In times to come the era of Covid-19 will be seen as a watershed. While we will hear how many children suffered having no routine and little support we will also be told how many children discovered for the first time the family connection. Many parents will admit that through the lockdown, they became involved in their children’s education and development through online contact with innovative teaching staff in a more meaningful way than ever. We will hear how some children actually profited from being in the home environment while dealing with tasks set by teachers online.

There will be  recognition that teachers, healthcare workers, bus drivers, delivery men, supermarket staff and many others were up to now taken for granted but will hitherto be more valued in society.

The slow pace of change in some academic institutions has been lamentable, with centuries-old, lecture-based approaches to teaching, entrenched institutional biases, and outmoded classrooms.
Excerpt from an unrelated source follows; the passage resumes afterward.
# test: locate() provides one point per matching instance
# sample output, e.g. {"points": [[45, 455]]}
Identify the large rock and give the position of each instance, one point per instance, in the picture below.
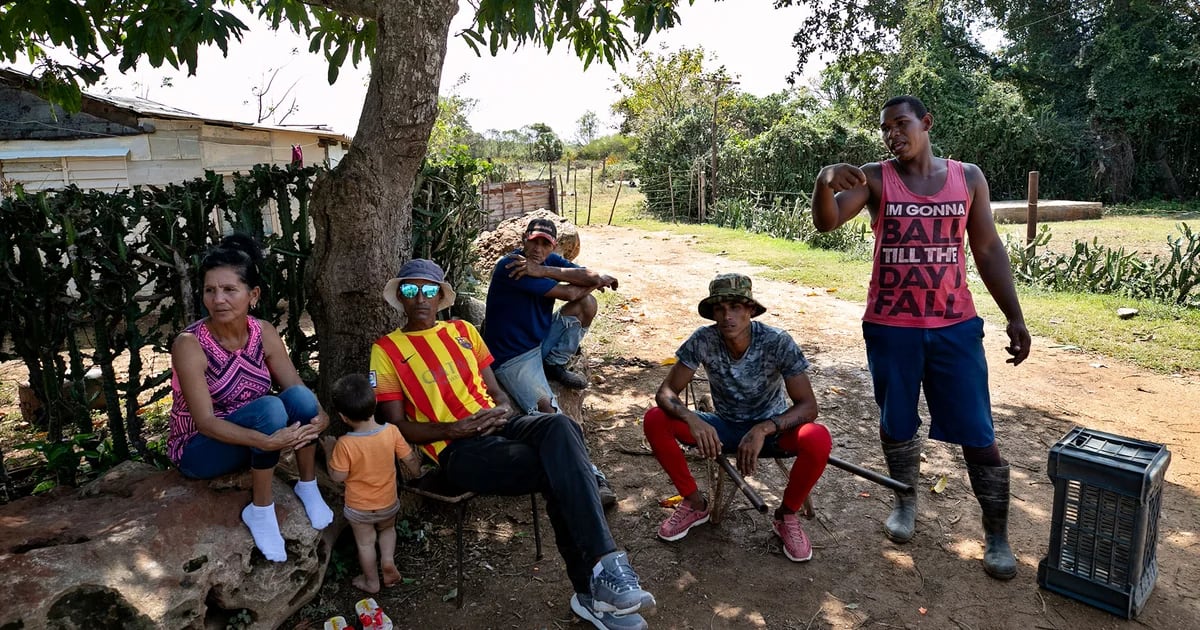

However, for some of our well led schools, Covid-19 will have become the catalyst to search for innovative solutions in a relatively short period of time.

With schools closed here since mid-March, teachers have had to develop alternative teaching practices often with very limited training in distance education. They have frequently been doing this in addition to responding to the needs of their own families and children. Parents of school-aged children, on the other hand, have suddenly had to balance their work or telework arrangements with efforts to support their children’s home schooling activities.

LOCAL COMMUNITY IS WELL-SERVED


In the best cases, and we are fortunate that our local community is well-served, teachers have managed to cooperate with colleagues and parents to ensure the continuity of their students’ learning and development.

However, in many more traditional schools, some teachers struggle with IT, with keeping up their students’ motivation and engagement levels, or with assessing achievement. If there ever was a time to allow some of our more mature teaching staff to take a well earned rest and allow  younger, IT-motivated young teachers into the system, this is it.

The pandemic has also highlighted the critical role played by parents in supporting students’ learning and development. Establishing clear communication between schools and parents, with simple guidelines on learning objectives and outcomes has been critical in ensuring that parents can help their children without anyone feeling overburdened.

One thing is clear, when this is over, society will be fundamentally changed. Children and their families, our school and college communities, will need considerable support to ensure that no family suffers from lack of IT equipment. The austerity policy of the British government has to be binned immediately.

No adult or child will be untouched. When we come out of social distancing and isolation, children and young people and their families will need help to manage mental health, self-esteem, friendships and relationships.

NO RETURN TO STATUS QUO


We cannot simply return to the status quo. Education support staff roles have been cut to the bone. Teachers  and teaching assistants, supporting the children with the most complex special needs, are being paid insultingly low wages that do not reflect their importance. Teachers suffered in tandem with nurses and health workers over the last decade with woeful pay structures.

While this is an unprecedented crisis that has induced high levels of anxiety, it is also a time where we are all doing things differently and learning from the experience. People’s ability to adapt rapidly to working and educating children at home has been extraordinary, and we should be grateful that we have the technology to assist us. When we have got through this crisis, we will not return to the world as it was. Rather, we are now preparing with our children to face the world as it will be in the future. By and large we have dedicated and imaginative staff in many of our schools. We need to weigh in and share their work load.

Old Tom used to take out a bunch of keys, shake his head from side to side and point to the notice board. He was telling me that, unlike a school near us, we did not keep the parents outside the gate. Now is the time for all the gates to be opened, for the whole community to share the load with our teachers – and our children will be the winners.